Thursday 24 May 2012
- Took a friend down to UCLA for a medical appointment. Passed the time
by visiting the engineering library at Boelter Hall. Very nice, wish I
had more time to browse there. Afterwards we had a very nice lunch at a
nearby Italian place, and returned home early evening. Very tired again.
Wednesday 23 May 2012
Wednesday - Almost too tired to
move. The swamp cooler fan motor has overheated and failed, I'll have
to get a new one. Bah.
22 May 2012
- Worked, up in Thousand Oaks again, and we've now finished most of the
inspection for this job. Back to Lancaster in the evening.

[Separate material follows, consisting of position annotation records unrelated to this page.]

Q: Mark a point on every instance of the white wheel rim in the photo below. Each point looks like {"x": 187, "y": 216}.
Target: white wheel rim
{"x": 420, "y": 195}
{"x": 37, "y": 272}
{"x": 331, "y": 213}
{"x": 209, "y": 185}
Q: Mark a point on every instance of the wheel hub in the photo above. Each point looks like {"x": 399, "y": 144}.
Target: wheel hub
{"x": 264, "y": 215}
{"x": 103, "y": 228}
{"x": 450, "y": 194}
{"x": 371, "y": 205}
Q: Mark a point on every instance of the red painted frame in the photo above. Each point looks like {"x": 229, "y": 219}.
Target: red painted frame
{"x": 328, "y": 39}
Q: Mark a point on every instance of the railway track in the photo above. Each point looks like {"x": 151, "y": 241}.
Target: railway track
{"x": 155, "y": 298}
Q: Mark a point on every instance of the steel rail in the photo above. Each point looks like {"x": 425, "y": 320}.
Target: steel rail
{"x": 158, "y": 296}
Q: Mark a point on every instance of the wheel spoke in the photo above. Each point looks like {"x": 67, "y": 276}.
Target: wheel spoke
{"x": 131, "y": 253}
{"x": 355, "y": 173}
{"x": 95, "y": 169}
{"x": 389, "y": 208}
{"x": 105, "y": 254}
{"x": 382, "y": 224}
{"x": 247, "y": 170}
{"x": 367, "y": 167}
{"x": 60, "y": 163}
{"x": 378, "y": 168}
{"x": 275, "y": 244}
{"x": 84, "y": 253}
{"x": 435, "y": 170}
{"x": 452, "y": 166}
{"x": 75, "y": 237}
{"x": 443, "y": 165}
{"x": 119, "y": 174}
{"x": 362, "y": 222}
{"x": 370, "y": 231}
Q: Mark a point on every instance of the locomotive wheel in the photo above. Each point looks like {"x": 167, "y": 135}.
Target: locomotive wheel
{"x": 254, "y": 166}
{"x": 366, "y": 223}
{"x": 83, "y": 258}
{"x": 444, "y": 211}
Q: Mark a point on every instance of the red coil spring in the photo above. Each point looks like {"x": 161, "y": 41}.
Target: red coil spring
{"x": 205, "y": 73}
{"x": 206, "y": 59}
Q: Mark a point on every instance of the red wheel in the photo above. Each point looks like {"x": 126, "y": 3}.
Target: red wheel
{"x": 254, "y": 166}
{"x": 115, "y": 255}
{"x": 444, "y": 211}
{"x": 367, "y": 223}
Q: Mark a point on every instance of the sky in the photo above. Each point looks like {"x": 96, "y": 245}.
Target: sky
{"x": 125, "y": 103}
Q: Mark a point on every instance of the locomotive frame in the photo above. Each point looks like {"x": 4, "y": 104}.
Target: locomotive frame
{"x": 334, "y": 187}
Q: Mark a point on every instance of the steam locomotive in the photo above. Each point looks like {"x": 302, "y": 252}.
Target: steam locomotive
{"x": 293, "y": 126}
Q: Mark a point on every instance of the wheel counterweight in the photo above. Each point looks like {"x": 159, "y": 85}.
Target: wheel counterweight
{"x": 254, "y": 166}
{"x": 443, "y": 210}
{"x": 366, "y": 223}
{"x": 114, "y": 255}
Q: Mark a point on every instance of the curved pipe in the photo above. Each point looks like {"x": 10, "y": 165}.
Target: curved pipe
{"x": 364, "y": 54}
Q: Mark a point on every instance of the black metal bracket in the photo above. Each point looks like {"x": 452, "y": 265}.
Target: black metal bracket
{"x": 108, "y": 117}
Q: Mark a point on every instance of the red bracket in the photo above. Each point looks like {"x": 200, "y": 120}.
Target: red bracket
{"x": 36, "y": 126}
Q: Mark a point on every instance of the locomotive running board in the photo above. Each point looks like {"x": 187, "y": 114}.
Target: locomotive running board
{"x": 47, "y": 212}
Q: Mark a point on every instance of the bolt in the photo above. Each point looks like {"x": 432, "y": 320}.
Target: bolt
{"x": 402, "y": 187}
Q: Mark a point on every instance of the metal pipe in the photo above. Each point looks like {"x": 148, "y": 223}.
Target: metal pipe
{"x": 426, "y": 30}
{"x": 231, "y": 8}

Book #50 was A Fire Upon the Deep,
by Vernor Vinge. This is an excellent book, I think it won the Hugo in
1991, and in anticipation of reading the sequel that just came out I
thought I'd re-read it.
So, we have so far this year:
Sunday 20 May 2012
- In the late morning we inspected one of the tougher drains, 1300'
long, and only about 4.5' high. Very hard on the back. If it had been
2000' I think we would have had to stop and come back the next day!
After the inspection we went up to Ojai for the partial eclipse, as the
marine layer in Ventura obscured the sky. We went to the little
downtown park there, listened to the band, and enjoyed the 90F heat.
The eclipse was easily visible, though not a "ring of fire" as it was
We made little pinhole camera's to view the occultation, and a local
high school teacher had brought two scopes for people to look through.
One used a hydrogen-alpha filter and made the prominences on the edge
of the sun quite visible. I didn't get the filter type on the other,
but it made the sunspots on the disk quite clear. Neat!